Time passes. His body heals, and if not for the whir of the new arm, the way it is always cold to the touch, or the vast expanse of darkness in his mind where there was once a person, he might feel whole again. He thinks maybe being their weapon would not be so bad, maybe Steve will not hold it against him, until the day they take him out and order him to kill.
I am not this person, he thinks, he knows, even before he senses Steve's presence beside him and hears the man say the same.
The refusal earns the beatings and the starvation again. The target is brought to the facility with them so they can give the order once more while he is being punished. Each time, he refuses.
They strap him into the chair, shock him, drug him. He barely remembers he is alive upon waking and he fires without hesitation, only noticing the blood sprayed onto the wall to ensure the success of the mission.
A week goes by, and they order him to kill again.
The longer he spends out of the chair, the easier it becomes to remember fragments of the person who was in this body, the easier it is to hear Steve.
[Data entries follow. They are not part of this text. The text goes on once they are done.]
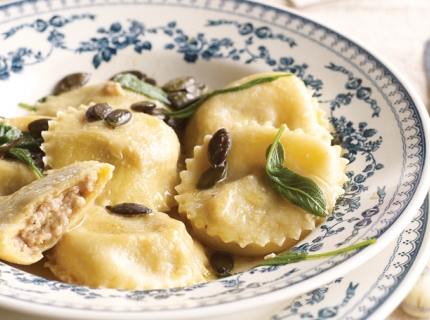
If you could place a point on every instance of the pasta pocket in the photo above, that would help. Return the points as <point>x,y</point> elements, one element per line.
<point>144,152</point>
<point>243,214</point>
<point>283,101</point>
<point>148,251</point>
<point>35,217</point>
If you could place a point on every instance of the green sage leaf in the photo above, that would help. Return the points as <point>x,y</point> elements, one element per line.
<point>131,82</point>
<point>191,109</point>
<point>299,190</point>
<point>25,156</point>
<point>293,257</point>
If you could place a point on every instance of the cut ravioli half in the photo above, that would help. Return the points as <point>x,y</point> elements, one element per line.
<point>106,92</point>
<point>150,251</point>
<point>144,151</point>
<point>282,101</point>
<point>243,214</point>
<point>35,217</point>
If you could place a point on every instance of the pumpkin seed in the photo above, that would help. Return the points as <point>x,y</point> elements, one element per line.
<point>218,147</point>
<point>143,106</point>
<point>129,209</point>
<point>138,74</point>
<point>211,176</point>
<point>5,147</point>
<point>221,262</point>
<point>98,111</point>
<point>36,127</point>
<point>118,117</point>
<point>151,81</point>
<point>72,81</point>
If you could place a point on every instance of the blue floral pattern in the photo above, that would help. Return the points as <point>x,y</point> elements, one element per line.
<point>260,38</point>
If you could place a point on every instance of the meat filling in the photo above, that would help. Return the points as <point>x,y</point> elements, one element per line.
<point>51,218</point>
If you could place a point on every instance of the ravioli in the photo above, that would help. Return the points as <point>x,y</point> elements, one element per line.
<point>110,92</point>
<point>35,217</point>
<point>244,214</point>
<point>14,175</point>
<point>150,251</point>
<point>144,152</point>
<point>283,101</point>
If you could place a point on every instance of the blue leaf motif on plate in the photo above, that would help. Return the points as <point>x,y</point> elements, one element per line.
<point>15,61</point>
<point>353,83</point>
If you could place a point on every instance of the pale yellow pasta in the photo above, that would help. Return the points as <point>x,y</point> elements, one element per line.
<point>144,152</point>
<point>21,123</point>
<point>129,252</point>
<point>105,92</point>
<point>283,101</point>
<point>244,214</point>
<point>35,217</point>
<point>14,175</point>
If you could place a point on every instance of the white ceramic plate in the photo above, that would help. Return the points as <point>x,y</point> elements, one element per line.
<point>372,290</point>
<point>382,123</point>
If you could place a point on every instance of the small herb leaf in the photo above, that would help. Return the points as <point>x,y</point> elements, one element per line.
<point>299,190</point>
<point>27,106</point>
<point>191,109</point>
<point>131,82</point>
<point>293,257</point>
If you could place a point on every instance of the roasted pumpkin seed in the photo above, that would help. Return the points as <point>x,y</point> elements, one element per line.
<point>218,147</point>
<point>138,74</point>
<point>129,209</point>
<point>181,99</point>
<point>221,262</point>
<point>143,106</point>
<point>98,111</point>
<point>211,176</point>
<point>118,117</point>
<point>5,147</point>
<point>72,81</point>
<point>36,127</point>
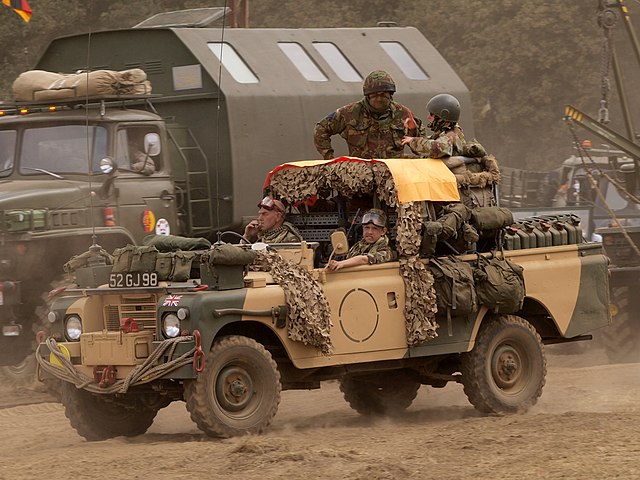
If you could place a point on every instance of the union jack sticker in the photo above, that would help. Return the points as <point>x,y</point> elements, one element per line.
<point>172,301</point>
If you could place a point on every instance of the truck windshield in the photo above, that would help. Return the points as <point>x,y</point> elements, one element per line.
<point>7,150</point>
<point>63,149</point>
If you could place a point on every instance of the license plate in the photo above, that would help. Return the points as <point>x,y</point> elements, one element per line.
<point>133,279</point>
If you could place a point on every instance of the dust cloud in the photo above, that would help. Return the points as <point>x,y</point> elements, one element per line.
<point>585,425</point>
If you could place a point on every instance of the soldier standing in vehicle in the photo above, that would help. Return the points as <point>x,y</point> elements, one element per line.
<point>374,126</point>
<point>477,172</point>
<point>270,226</point>
<point>374,246</point>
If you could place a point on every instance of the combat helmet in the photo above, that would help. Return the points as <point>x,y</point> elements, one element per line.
<point>378,81</point>
<point>445,106</point>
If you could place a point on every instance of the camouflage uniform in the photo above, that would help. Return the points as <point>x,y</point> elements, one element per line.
<point>368,134</point>
<point>440,144</point>
<point>378,252</point>
<point>286,233</point>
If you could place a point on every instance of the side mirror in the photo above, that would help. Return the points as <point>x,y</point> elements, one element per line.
<point>339,243</point>
<point>152,144</point>
<point>107,165</point>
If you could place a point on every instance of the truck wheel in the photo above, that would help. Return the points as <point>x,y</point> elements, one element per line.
<point>505,371</point>
<point>99,417</point>
<point>621,341</point>
<point>22,374</point>
<point>389,393</point>
<point>238,392</point>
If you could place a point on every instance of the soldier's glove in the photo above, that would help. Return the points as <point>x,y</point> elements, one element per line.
<point>469,233</point>
<point>433,228</point>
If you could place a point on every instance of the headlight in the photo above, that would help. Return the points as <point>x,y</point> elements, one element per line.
<point>171,325</point>
<point>73,328</point>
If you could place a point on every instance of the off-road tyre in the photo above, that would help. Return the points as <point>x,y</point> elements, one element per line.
<point>389,393</point>
<point>238,392</point>
<point>621,339</point>
<point>505,372</point>
<point>100,417</point>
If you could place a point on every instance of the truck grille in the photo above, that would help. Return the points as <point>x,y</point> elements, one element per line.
<point>141,309</point>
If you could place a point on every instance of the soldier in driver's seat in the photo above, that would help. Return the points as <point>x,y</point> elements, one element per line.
<point>270,226</point>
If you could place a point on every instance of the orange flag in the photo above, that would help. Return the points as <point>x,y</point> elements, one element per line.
<point>21,7</point>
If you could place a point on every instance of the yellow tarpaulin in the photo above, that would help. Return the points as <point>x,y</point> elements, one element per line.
<point>415,178</point>
<point>422,179</point>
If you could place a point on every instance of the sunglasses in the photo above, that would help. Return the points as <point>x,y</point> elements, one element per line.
<point>268,204</point>
<point>374,218</point>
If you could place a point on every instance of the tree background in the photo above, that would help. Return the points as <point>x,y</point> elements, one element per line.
<point>522,60</point>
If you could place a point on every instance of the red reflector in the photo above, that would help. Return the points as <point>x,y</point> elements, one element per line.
<point>109,218</point>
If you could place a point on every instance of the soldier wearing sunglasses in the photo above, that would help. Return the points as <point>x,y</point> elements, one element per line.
<point>270,226</point>
<point>374,246</point>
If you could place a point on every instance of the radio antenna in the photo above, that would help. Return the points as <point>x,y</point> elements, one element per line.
<point>218,106</point>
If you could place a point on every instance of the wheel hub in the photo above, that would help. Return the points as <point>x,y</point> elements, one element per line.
<point>234,388</point>
<point>507,367</point>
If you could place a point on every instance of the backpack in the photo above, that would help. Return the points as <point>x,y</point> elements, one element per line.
<point>455,290</point>
<point>499,284</point>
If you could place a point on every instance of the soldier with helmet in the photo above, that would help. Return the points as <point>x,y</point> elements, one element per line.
<point>373,248</point>
<point>374,126</point>
<point>476,172</point>
<point>447,139</point>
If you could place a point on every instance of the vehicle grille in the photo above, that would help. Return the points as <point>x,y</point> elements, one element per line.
<point>141,309</point>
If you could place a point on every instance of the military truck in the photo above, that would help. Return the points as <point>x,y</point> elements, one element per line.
<point>250,323</point>
<point>224,105</point>
<point>600,185</point>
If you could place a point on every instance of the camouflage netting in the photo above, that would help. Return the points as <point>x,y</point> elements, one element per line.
<point>309,317</point>
<point>356,177</point>
<point>420,306</point>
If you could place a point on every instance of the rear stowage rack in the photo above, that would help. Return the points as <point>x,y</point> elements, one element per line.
<point>543,231</point>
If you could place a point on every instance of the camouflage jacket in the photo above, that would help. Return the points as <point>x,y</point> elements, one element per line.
<point>287,233</point>
<point>378,252</point>
<point>366,135</point>
<point>441,144</point>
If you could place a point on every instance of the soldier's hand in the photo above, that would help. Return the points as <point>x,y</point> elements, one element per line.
<point>410,123</point>
<point>334,265</point>
<point>252,228</point>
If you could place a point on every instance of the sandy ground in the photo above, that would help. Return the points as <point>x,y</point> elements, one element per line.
<point>585,426</point>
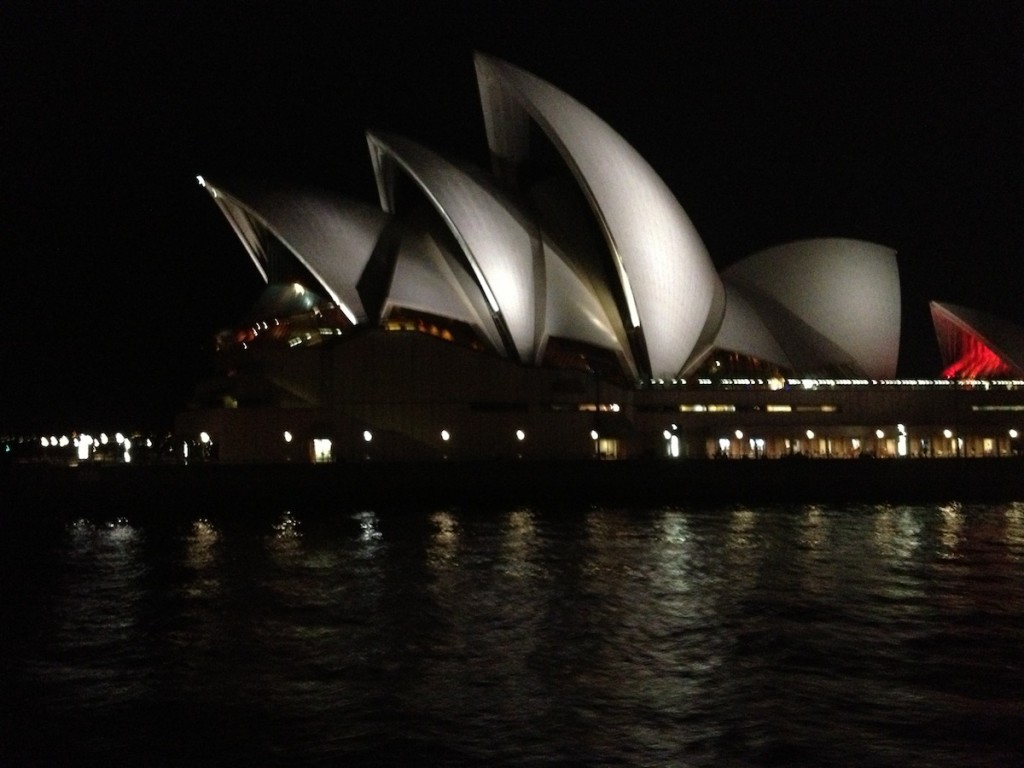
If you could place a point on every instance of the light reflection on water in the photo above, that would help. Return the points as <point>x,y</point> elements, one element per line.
<point>741,636</point>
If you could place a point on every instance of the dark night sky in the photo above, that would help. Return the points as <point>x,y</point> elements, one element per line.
<point>896,122</point>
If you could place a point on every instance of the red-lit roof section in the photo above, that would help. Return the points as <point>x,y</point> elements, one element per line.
<point>975,344</point>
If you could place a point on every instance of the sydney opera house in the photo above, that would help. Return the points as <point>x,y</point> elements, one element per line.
<point>563,305</point>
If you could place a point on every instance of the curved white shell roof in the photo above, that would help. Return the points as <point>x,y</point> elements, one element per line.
<point>572,310</point>
<point>826,301</point>
<point>499,245</point>
<point>333,238</point>
<point>743,331</point>
<point>666,274</point>
<point>655,300</point>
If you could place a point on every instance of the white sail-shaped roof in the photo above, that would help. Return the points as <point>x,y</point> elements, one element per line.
<point>332,238</point>
<point>500,246</point>
<point>743,331</point>
<point>827,301</point>
<point>572,310</point>
<point>666,275</point>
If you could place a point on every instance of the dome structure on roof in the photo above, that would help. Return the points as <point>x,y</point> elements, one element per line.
<point>598,262</point>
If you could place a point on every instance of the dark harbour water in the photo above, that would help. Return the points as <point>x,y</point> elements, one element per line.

He refuses.
The beatings continue. He hears them speak about shocking him again, hears them worry that they will do irreparable damage if they have to shock him every time, hears that it isn't feasible.
Someone sits down beside him, asks softly why he won't do as they ask after all they've done for him.
"He says not to," he responds in Russian. Always in Russian.
Who says not to?
He points to the American, always watching, always smiling at the man even when the smile is sad. "Steve."